First observe that $2^n+1$ must also divide $-(10^n+1)+5^n (2^n+1)$, which equals $5^n-1$. Let $p$ be a prime dividing $2^n+1$, then of course $p \mid 5^n-1$ as well, and $p \neq 2,5$. Since $p$ divides $2^n+1$ but not $2^n-1$, we have that $2n$ is a multiple of the order of $2$ in the cyclic group $C:=(\mathbb{Z}/p\mathbb{Z})^\times$, whereas $n$ is not. Let $2^m$ be the highest power of $2$ dividing $2n$. Then $2^m$ divides the order of $2$ in $C$, hence also divides the order of $C$.
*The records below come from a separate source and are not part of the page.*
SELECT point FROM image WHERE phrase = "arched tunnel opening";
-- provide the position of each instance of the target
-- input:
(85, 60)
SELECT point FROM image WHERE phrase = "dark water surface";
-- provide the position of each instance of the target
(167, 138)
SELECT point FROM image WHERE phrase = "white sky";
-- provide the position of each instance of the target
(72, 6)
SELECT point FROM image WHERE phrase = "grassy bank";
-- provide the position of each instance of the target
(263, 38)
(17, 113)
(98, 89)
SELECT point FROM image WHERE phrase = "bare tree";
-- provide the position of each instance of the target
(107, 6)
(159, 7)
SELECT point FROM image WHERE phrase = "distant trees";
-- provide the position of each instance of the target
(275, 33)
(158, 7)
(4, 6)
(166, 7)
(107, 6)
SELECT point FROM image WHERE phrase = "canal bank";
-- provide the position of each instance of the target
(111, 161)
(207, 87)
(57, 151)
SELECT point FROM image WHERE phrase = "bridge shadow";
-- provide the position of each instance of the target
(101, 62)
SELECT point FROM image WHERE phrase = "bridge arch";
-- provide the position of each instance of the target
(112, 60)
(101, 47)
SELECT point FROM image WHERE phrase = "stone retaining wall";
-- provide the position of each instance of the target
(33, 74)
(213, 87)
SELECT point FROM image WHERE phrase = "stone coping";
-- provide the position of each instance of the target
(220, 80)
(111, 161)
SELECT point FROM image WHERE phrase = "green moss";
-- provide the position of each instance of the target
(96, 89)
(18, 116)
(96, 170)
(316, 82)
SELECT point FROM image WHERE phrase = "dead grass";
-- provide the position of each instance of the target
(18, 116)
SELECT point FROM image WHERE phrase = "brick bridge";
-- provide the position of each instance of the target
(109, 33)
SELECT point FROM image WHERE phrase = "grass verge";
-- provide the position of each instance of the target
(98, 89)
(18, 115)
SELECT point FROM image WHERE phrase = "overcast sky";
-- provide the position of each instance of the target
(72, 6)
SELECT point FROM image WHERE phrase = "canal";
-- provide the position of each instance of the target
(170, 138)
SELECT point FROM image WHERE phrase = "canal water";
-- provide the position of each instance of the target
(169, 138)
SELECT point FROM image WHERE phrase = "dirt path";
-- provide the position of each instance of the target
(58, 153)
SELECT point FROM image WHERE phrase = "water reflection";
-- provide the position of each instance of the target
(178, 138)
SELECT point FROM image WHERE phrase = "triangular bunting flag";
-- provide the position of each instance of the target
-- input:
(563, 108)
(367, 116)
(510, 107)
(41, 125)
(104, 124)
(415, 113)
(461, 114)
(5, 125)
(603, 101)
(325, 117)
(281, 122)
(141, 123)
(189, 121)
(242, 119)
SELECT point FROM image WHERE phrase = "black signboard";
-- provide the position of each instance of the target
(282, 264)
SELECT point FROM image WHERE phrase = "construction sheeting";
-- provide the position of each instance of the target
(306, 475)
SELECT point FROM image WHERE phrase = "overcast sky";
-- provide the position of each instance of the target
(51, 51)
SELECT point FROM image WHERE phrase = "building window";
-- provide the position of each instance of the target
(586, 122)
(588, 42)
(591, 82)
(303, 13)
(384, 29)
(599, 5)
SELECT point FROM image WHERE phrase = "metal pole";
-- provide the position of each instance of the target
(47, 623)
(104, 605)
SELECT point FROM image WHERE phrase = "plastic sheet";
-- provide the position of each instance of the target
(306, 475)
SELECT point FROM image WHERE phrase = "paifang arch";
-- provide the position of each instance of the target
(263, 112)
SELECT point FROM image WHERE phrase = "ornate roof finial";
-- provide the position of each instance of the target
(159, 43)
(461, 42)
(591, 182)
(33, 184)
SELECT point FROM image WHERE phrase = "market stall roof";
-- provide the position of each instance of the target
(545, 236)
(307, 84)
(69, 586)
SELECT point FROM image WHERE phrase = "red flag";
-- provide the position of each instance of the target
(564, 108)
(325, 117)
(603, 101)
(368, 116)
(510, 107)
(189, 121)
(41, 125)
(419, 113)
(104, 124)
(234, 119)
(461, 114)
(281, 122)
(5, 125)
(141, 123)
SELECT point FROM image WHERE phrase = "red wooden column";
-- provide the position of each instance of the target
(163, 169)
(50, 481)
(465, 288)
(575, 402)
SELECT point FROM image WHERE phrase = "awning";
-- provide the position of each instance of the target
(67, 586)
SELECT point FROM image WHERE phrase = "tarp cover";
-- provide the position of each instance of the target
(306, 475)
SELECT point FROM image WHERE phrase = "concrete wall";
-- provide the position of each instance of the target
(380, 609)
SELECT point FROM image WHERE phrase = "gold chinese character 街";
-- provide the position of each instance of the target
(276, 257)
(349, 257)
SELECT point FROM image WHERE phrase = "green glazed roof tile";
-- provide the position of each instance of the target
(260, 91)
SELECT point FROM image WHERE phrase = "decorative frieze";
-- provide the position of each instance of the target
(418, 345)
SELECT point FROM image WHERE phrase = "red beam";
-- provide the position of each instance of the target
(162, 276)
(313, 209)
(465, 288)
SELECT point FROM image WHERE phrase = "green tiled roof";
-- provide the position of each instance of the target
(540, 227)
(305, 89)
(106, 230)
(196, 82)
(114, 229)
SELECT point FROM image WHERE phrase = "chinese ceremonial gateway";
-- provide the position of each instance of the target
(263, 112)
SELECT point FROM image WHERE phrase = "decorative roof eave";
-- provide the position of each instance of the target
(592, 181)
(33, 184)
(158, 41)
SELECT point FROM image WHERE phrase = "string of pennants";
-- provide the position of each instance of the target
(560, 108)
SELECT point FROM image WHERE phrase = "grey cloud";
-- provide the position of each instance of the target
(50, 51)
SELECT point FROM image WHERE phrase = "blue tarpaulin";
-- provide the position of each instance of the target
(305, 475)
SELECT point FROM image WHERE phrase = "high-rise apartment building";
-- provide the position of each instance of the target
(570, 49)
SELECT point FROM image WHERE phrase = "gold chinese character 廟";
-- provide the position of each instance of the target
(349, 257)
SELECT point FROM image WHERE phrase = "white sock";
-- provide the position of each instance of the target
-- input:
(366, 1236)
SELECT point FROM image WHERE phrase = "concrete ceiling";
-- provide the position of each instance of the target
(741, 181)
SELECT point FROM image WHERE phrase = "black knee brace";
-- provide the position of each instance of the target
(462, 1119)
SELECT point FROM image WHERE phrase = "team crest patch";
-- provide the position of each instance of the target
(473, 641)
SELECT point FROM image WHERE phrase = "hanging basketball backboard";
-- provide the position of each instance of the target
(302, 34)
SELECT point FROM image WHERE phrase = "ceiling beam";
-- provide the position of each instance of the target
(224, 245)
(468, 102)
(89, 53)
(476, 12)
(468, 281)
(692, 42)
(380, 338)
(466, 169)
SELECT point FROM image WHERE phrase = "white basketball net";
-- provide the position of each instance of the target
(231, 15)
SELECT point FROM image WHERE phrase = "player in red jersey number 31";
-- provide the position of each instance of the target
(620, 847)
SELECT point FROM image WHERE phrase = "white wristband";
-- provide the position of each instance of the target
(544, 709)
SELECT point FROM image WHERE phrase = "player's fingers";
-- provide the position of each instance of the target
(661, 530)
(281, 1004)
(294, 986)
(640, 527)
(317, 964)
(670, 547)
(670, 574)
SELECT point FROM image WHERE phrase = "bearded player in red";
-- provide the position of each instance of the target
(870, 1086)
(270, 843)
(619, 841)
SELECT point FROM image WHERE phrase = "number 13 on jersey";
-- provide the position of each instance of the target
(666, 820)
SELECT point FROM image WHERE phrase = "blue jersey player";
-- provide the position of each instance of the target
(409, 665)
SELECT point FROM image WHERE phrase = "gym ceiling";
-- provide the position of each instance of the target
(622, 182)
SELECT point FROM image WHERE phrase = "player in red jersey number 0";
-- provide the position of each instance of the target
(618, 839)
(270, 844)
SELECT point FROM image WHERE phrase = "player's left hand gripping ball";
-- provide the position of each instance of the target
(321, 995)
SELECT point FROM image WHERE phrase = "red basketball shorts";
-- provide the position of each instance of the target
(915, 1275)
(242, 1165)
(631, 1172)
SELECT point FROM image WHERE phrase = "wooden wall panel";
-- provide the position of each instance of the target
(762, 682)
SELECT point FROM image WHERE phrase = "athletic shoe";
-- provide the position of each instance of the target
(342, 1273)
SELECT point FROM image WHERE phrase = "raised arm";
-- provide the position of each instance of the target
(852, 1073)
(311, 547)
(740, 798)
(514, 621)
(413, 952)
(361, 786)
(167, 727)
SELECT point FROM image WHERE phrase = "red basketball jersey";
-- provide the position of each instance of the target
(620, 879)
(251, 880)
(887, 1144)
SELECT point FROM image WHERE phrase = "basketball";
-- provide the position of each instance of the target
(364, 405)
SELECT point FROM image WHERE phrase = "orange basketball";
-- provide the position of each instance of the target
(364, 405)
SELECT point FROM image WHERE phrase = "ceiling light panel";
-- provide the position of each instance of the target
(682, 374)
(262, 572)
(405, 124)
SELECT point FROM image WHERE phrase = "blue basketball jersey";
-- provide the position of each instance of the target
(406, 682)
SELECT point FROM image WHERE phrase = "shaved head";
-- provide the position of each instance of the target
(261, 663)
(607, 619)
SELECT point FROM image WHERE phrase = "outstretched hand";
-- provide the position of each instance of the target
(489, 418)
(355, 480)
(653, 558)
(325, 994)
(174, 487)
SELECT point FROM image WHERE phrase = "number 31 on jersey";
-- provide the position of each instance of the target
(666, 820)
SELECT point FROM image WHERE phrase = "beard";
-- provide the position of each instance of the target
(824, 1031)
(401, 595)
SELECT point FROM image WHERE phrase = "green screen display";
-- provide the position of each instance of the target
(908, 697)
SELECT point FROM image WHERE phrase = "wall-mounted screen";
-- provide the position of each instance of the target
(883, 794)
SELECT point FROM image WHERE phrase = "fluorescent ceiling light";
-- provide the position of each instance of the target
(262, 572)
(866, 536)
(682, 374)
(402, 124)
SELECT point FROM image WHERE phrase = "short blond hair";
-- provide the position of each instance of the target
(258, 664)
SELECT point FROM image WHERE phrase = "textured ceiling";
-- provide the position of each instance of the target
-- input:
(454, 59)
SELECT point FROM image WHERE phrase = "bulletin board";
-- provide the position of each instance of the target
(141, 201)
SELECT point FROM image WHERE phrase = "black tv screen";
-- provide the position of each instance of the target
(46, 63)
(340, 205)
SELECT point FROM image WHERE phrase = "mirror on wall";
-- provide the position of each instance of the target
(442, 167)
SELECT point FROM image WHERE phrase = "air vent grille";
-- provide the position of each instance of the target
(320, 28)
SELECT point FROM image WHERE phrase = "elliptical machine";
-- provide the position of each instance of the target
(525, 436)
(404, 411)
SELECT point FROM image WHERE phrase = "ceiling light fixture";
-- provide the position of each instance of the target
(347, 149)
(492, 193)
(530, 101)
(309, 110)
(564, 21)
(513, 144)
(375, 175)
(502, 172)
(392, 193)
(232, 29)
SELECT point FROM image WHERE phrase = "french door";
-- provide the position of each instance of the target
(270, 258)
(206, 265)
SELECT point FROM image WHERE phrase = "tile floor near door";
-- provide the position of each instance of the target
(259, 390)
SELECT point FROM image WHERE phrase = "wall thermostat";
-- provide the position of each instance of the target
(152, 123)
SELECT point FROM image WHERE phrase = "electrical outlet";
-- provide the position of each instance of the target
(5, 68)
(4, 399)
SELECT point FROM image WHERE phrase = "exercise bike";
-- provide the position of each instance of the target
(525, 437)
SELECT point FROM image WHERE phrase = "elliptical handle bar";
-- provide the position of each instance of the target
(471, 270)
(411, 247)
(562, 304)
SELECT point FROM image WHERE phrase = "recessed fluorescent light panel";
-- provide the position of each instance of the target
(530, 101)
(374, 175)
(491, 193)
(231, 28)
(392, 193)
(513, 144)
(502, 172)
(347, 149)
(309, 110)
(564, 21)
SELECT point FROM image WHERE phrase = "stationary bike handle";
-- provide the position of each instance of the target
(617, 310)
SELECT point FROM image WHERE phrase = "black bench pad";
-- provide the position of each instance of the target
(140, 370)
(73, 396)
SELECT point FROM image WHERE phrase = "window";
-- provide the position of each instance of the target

Since $p \mid 5^n-1$, we have that $n$ is a multiple of the order of $5$ in $C$. Hence $2^{m-1}$ is the highest power of $2$ dividing the order of $5$ in $(\mathbb{Z}/p\mathbb{Z})^\times$, which means $5$ is a square in $(\mathbb{Z}/p\mathbb{Z})^\times$. By quadratic reciprocity, $p$ is a square modulo $5$, hence $p \equiv \pm 1 \pmod{5}$. Since $p$ was arbitrary, $2^n+1$ is a product of primes of the form $\pm 1 \pmod{5}$. Since we had already shown that $4 \mid n$, we get $2^n+1\equiv 1+1 \equiv 2 \pmod{5}$, which is a contradiction.

This does suggest that "the numbers worked in our favour". If $10$ hadn't been a multiple of $2$ (if this slight abuse of language is permitted), then we couldn't have played the orders of the two elements of $(\mathbb{Z}/p\mathbb{Z})^\times$ off against each other the way we did. Problems of the type where $a^n-1$ is supposed to divide $b^n+1$ would seem to be even more difficult to accomodate. But that would be a topic for some other time...